Types of exercises for disc surgery recovery:
You should start with light exercises such as walking and increase the intensity gradually with time. You may progressively include others such as swimming and cycling.
Exercises involving lifting or bending should be avoided as they aggravate the condition. They should only be undertaken when cleared to do so by your physician.
Some patients may need professional help in the form of physiotherapists. Other than helping you engage in exercises suited for your condition, physiotherapists also use other techniques. They may employ physical massage and manipulation to help the affected area revert to its normal function.
The good news is that most surgical centers have their own physiotherapy departments. That generally makes it much easier for the you to get the services.
It is important to remember, no matter the time frame, that this is recovery from herniated disc surgery.
Mild pain during exercise is normal and should not stop you from taking part in the activities. Over time the pain reduces. Inactivity is likely to lead to stiffening of the spine and consequently more pain and discomfort.
Whenever doing any kind of activity, it is important that the spine is maintained in a neutral position at all times. This includes sitting and sleeping. This helps to avoid putting strain on the operated area which would impair healing.
If there are further complications from the operation:
In the event that pain is severe and persistent or healing is markedly delayed, there may be need to undertake more investigation. These may include X-rays, MRI or CT Scan of the area.

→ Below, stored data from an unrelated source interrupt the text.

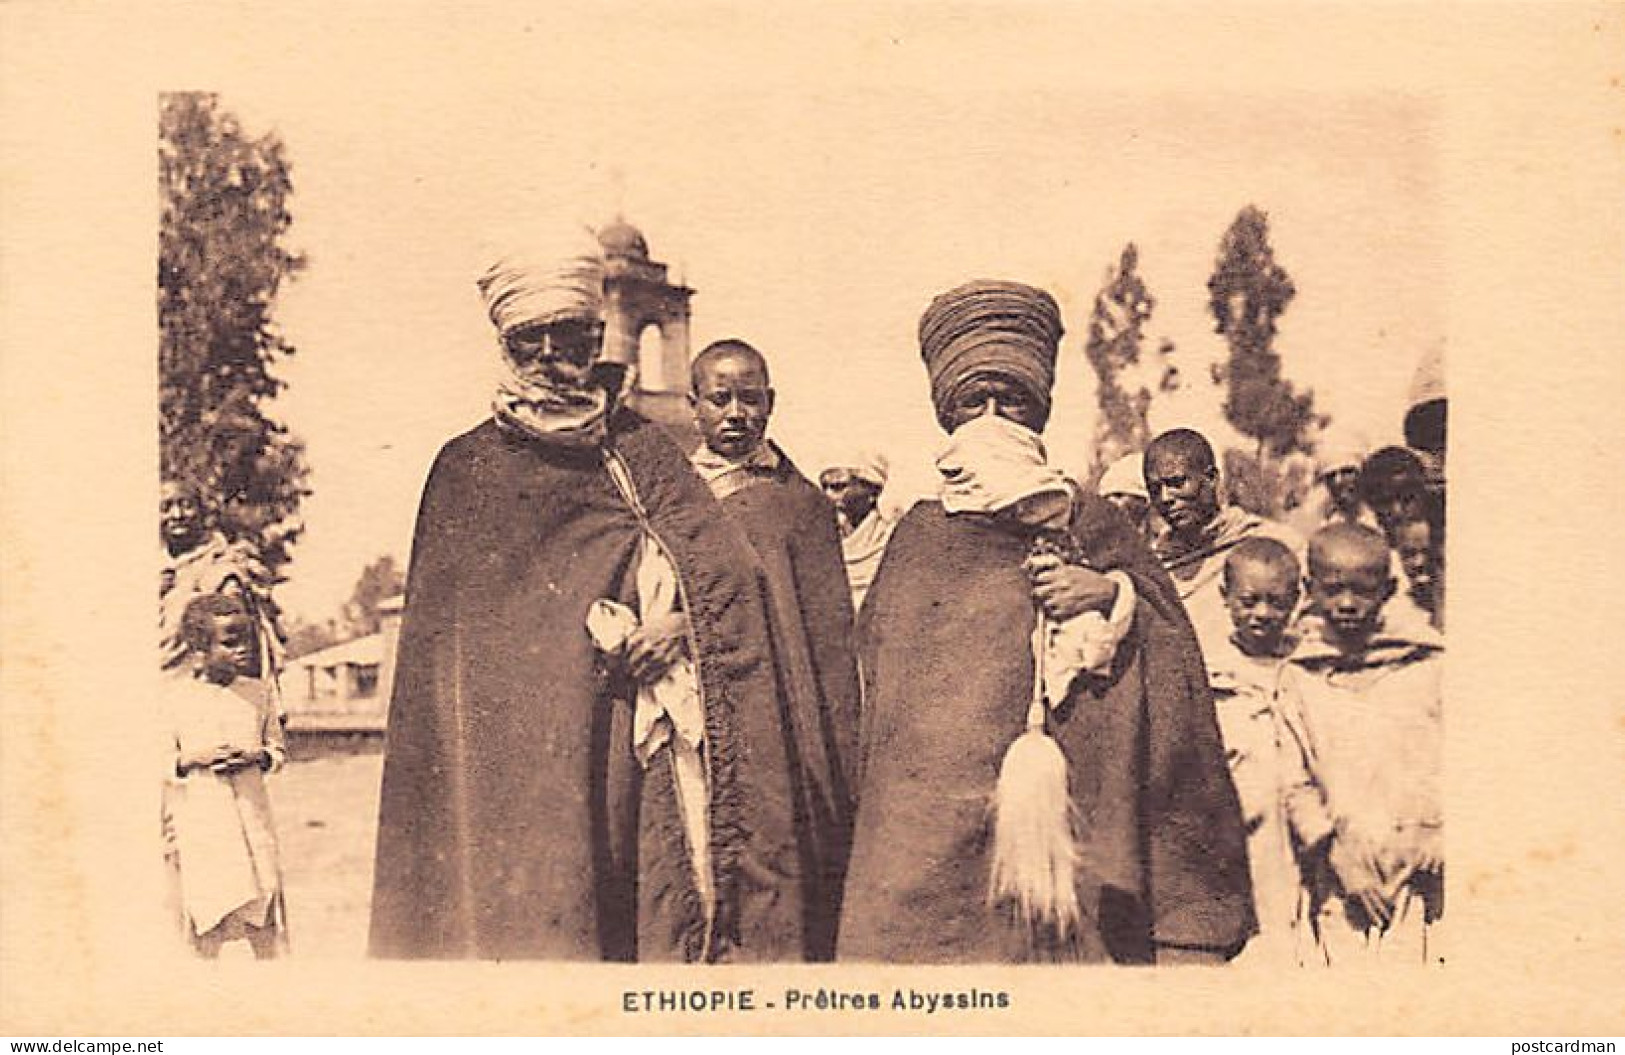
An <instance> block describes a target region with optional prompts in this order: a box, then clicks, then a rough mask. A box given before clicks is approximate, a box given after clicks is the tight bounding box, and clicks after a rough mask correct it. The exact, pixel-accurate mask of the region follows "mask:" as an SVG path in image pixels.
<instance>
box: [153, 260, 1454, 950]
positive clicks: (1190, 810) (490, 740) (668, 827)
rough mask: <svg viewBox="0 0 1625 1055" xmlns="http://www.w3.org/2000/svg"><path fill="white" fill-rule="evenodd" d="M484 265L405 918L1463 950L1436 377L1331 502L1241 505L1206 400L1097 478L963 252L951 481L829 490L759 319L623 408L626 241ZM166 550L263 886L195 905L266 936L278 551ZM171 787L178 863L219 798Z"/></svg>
mask: <svg viewBox="0 0 1625 1055" xmlns="http://www.w3.org/2000/svg"><path fill="white" fill-rule="evenodd" d="M478 284H479V291H481V294H483V297H484V304H486V307H487V314H489V317H491V322H492V327H494V330H496V335H497V345H499V348H500V351H502V356H504V363H505V366H507V371H505V379H504V382H502V384H500V387H499V392H497V395H496V400H494V405H492V416H491V418H489V419H487V421H484V423H483V424H479V426H478V428H474V429H473V431H470V432H466V434H463V436H460V437H457V439H453V441H450V442H448V444H445V447H444V449H442V450H440V454H439V457H437V458H436V462H434V467H432V470H431V473H429V480H427V484H426V488H424V494H423V502H421V507H419V514H418V523H416V535H414V543H413V556H411V567H410V575H408V595H406V610H405V618H403V627H401V636H400V645H398V658H397V673H395V683H393V697H392V704H390V714H388V735H387V745H385V764H384V782H382V790H380V813H379V836H377V853H375V870H374V897H372V917H371V953H372V954H374V956H380V957H432V959H450V957H478V959H585V961H596V959H604V961H629V962H661V961H666V962H783V961H830V959H834V961H892V962H1024V961H1040V962H1141V964H1180V962H1211V964H1217V962H1227V961H1235V959H1251V961H1254V962H1279V964H1308V962H1324V964H1334V962H1347V961H1354V959H1365V957H1373V956H1375V957H1383V959H1410V961H1417V962H1420V961H1427V959H1436V957H1438V954H1440V953H1438V922H1440V918H1441V912H1443V899H1441V892H1443V839H1441V805H1440V772H1438V771H1440V740H1441V732H1440V709H1441V699H1440V663H1441V652H1443V640H1441V629H1443V614H1445V605H1443V600H1445V593H1443V582H1445V577H1443V543H1445V538H1443V532H1445V517H1443V509H1445V501H1443V494H1445V489H1443V468H1445V462H1443V452H1445V436H1443V421H1445V419H1443V408H1445V403H1443V392H1441V389H1440V387H1438V384H1436V377H1433V379H1432V385H1433V387H1432V389H1430V390H1427V392H1425V393H1423V395H1425V398H1419V400H1417V403H1415V406H1414V408H1412V413H1410V415H1409V416H1407V421H1406V434H1407V444H1409V447H1388V449H1383V450H1376V452H1371V454H1365V452H1363V450H1354V449H1352V447H1350V449H1342V447H1337V445H1332V444H1328V445H1324V447H1323V462H1321V471H1319V476H1318V478H1316V486H1318V488H1323V491H1324V502H1323V504H1319V502H1318V504H1315V506H1313V507H1310V509H1308V510H1306V515H1310V517H1311V519H1313V522H1311V523H1303V525H1297V527H1293V525H1287V523H1280V522H1276V520H1271V519H1267V517H1263V515H1258V514H1253V512H1248V510H1245V509H1241V507H1238V506H1233V504H1230V502H1227V501H1225V488H1224V481H1222V480H1220V471H1219V463H1217V458H1215V454H1214V449H1212V444H1211V442H1209V441H1207V439H1206V437H1204V436H1201V434H1199V432H1194V431H1189V429H1175V431H1170V432H1163V434H1160V436H1157V437H1155V439H1154V441H1152V442H1150V444H1149V445H1147V447H1146V450H1144V452H1136V454H1133V455H1128V457H1124V458H1123V460H1121V462H1118V463H1115V465H1111V467H1108V468H1107V471H1105V473H1103V475H1102V476H1100V480H1098V484H1097V486H1095V488H1094V489H1089V488H1084V486H1079V483H1077V481H1074V480H1071V478H1068V476H1066V475H1064V473H1063V471H1061V470H1058V468H1056V467H1055V465H1053V463H1051V462H1050V457H1048V450H1046V447H1045V441H1043V431H1045V426H1046V423H1048V419H1050V413H1051V390H1053V380H1055V363H1056V354H1058V348H1059V341H1061V336H1063V322H1061V314H1059V309H1058V306H1056V302H1055V299H1053V297H1051V296H1050V294H1046V293H1045V291H1042V289H1037V288H1032V286H1027V284H1022V283H1014V281H973V283H967V284H964V286H959V288H954V289H951V291H946V293H942V294H941V296H938V297H934V299H933V301H931V302H929V306H928V307H926V309H925V314H923V317H921V320H920V354H921V359H923V366H925V372H926V382H928V387H929V393H931V402H933V406H934V410H936V419H938V424H939V426H941V431H942V441H941V447H939V452H938V457H936V468H938V476H939V480H938V493H936V494H934V496H931V497H928V499H923V501H916V502H913V504H912V506H908V507H907V509H900V510H895V509H894V510H887V509H886V507H884V504H882V502H881V496H882V493H884V489H886V484H887V465H886V462H884V460H882V458H879V457H874V455H861V457H851V458H847V460H845V462H842V463H837V465H829V467H824V468H822V471H821V473H817V476H816V480H817V483H816V484H814V483H812V480H809V478H808V476H806V475H804V473H803V471H801V470H799V468H798V467H796V465H795V463H793V462H791V458H790V457H788V455H786V452H785V450H783V449H782V447H780V445H778V444H775V442H773V439H772V437H770V421H772V415H773V410H775V400H777V395H775V390H773V387H772V377H770V363H769V356H765V354H764V353H762V351H760V349H757V348H754V346H751V345H749V343H746V341H743V340H725V341H717V343H713V345H710V346H707V348H705V349H704V351H700V353H699V356H695V359H694V363H692V376H691V393H689V403H691V406H692V418H694V426H695V431H697V441H694V442H692V444H684V442H682V441H681V439H679V437H678V436H679V434H678V432H676V431H668V429H666V428H663V426H660V424H655V423H652V421H648V419H645V418H642V416H640V415H637V413H635V411H634V410H630V406H629V405H627V403H629V400H627V398H626V397H627V393H629V392H630V389H632V380H634V379H632V376H630V369H629V367H627V366H626V364H621V363H616V361H613V359H611V358H606V356H604V353H603V348H604V320H606V297H604V260H603V255H601V252H600V250H598V247H596V245H595V244H583V245H582V247H580V249H578V250H574V252H570V254H567V255H564V257H562V258H549V260H539V262H536V260H525V258H520V257H507V258H502V260H499V262H497V263H496V265H492V267H491V268H489V270H487V271H486V273H484V275H483V276H481V278H479V283H478ZM166 501H167V499H166ZM166 523H167V520H166ZM167 532H169V528H167V527H166V538H169V533H167ZM193 533H195V532H193ZM197 545H202V540H193V541H192V546H197ZM184 551H185V553H190V548H185V549H184ZM169 554H171V559H172V564H174V562H177V561H180V558H179V556H176V554H177V549H176V545H174V543H172V545H171V546H169ZM193 564H197V561H193ZM228 564H229V561H228ZM202 566H205V567H211V566H213V562H211V561H202ZM166 582H169V580H167V579H166ZM180 582H182V577H180V575H179V574H177V575H174V582H172V584H171V585H169V587H167V592H166V613H169V614H166V616H164V619H166V627H176V626H179V629H180V632H179V634H174V631H172V629H166V634H171V636H174V637H176V642H177V644H174V645H172V647H171V650H172V653H174V657H176V660H174V665H176V668H177V675H176V683H177V684H184V686H185V691H184V692H182V691H179V689H177V691H176V692H174V696H176V701H177V704H176V706H174V707H172V714H174V715H176V717H174V719H172V723H174V727H176V749H174V753H172V766H171V767H169V772H167V774H166V780H167V784H169V785H171V788H180V790H184V792H185V795H189V797H190V798H192V800H197V801H198V803H202V801H203V800H205V795H208V797H213V798H218V800H219V801H223V803H236V808H234V813H236V816H237V818H239V829H241V831H239V836H237V839H236V840H231V839H226V837H224V836H219V839H221V840H223V842H231V845H232V849H234V850H241V849H242V847H247V852H245V853H239V855H237V860H236V862H234V863H236V871H237V873H239V878H241V876H242V875H245V876H249V878H250V879H254V881H252V883H237V884H236V886H234V888H232V889H234V891H236V894H234V896H232V897H224V896H221V897H218V899H216V902H218V904H216V905H215V907H210V909H206V910H205V909H202V907H197V905H195V904H193V902H195V901H197V899H184V902H185V909H184V910H182V917H180V918H184V920H185V927H187V931H189V936H190V940H192V941H193V946H195V948H197V949H198V951H200V953H202V954H213V953H215V951H218V948H219V943H221V941H224V940H231V938H249V940H250V943H254V949H255V953H262V949H263V953H262V954H268V953H270V951H275V944H276V941H275V936H276V933H278V927H280V920H281V904H280V886H278V884H276V883H275V876H276V862H275V836H273V834H271V826H270V813H268V805H267V806H265V808H263V811H262V805H263V790H262V785H260V772H262V771H265V769H275V767H276V766H278V764H280V761H281V746H280V738H278V736H280V727H278V722H276V720H275V719H276V702H275V699H273V694H271V692H268V691H265V688H263V684H262V686H260V688H258V691H255V689H252V688H250V686H254V684H258V683H260V681H265V673H267V671H268V666H267V665H268V663H270V662H271V660H270V658H268V657H265V655H260V653H257V652H255V649H254V647H247V645H245V644H244V640H245V639H254V637H258V639H260V640H263V639H265V634H267V627H263V626H262V627H258V631H260V632H258V634H255V632H254V631H255V623H254V619H255V611H257V608H255V588H254V577H252V574H249V575H245V577H242V579H241V584H239V585H241V588H228V590H219V588H216V585H218V584H216V585H210V580H208V579H206V577H198V579H197V585H187V587H185V588H184V592H182V593H180V595H179V597H176V598H174V600H167V598H169V595H171V593H174V592H176V590H177V588H180V587H179V584H180ZM223 597H224V598H226V600H219V598H223ZM203 598H213V600H203ZM174 613H179V616H176V614H174ZM177 619H179V623H177ZM257 678H258V681H257ZM270 681H271V683H275V678H270ZM182 697H184V699H182ZM228 697H231V699H234V701H249V702H252V714H254V715H255V719H257V720H255V722H249V720H247V717H249V709H245V707H244V706H239V704H234V702H231V699H228ZM210 699H211V701H213V709H210V706H208V701H210ZM239 712H241V714H239ZM187 715H195V717H187ZM205 715H206V720H208V722H213V725H210V727H208V730H206V732H203V730H202V727H203V725H206V722H205ZM228 715H231V717H232V720H234V722H236V720H237V719H244V720H242V722H239V723H237V725H232V727H231V732H226V728H228V722H226V719H228ZM187 722H193V723H195V725H197V727H198V728H197V730H193V728H192V727H189V725H187ZM239 727H241V728H239ZM250 727H252V728H250ZM197 741H203V743H205V746H202V748H200V746H197ZM202 787H206V788H208V792H200V790H193V788H202ZM171 798H176V800H179V798H180V797H179V795H174V793H172V795H171ZM210 808H211V810H213V808H215V806H213V805H211V806H210ZM197 811H198V813H202V808H198V810H197ZM262 821H263V827H265V837H262V836H260V827H258V826H260V823H262ZM166 824H169V826H172V827H174V829H176V831H177V836H176V837H174V839H171V853H172V860H174V862H176V868H174V875H176V876H177V881H179V886H180V889H182V891H184V892H185V894H192V883H190V876H192V868H193V860H192V857H190V855H192V853H193V852H192V850H190V847H192V842H189V840H187V839H184V837H180V836H179V832H180V831H182V829H189V831H187V837H192V832H190V829H192V827H198V829H200V831H202V827H203V824H202V821H198V823H193V821H192V816H190V814H184V811H180V810H177V808H174V806H167V808H166ZM244 836H247V837H244ZM198 837H202V836H198ZM198 860H202V862H203V870H205V871H218V873H223V875H224V871H226V870H224V868H223V866H216V865H215V863H211V862H210V860H208V857H206V855H203V853H202V852H198ZM198 886H200V889H202V888H203V884H198ZM215 886H221V884H215Z"/></svg>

The pain may be managed using analgesic agents among other forms of treatment. The analgesia is given through a technique known as patient controlled analgesia (or PCA) pump. After improvement is noted, the patient can be switched to oral medication.
The therapeutic agents that may be prescribed include paracetamol, non-steroidal anti-inflammatory drugs (or NSAIDs) such as diclofenac, naproxen and ibuprofen. Other than reducing the pain some of these agents have anti-inflammatory properties. Opioids are prescribed in case of excessive pain.
Other than physical exercise, a healthy lifestyle will also be helpful in facilitating healing from a disc operation. This includes, for example, the use of stairs instead of elevators, regular stretching, walking over short distances instead of driving and so on.
During the process of recovering from herniated disc surgery, patients need to keep in mind that they have been through a surgical procedure. As such they may encounter a number of complications.
The common ones include infection, neurological injury, severe bleeding, and impaired sense of touch (temporary) among others. It is important that these complications are discussed with the surgeon beforehand so that patients can anticipate them.
In summary, there is good historical indication that if you are undertaking herniated disc surgery, you can recover to full health. That requires clear and consistent communication with your physician, following instructions, and proactive involvement in your own recovery.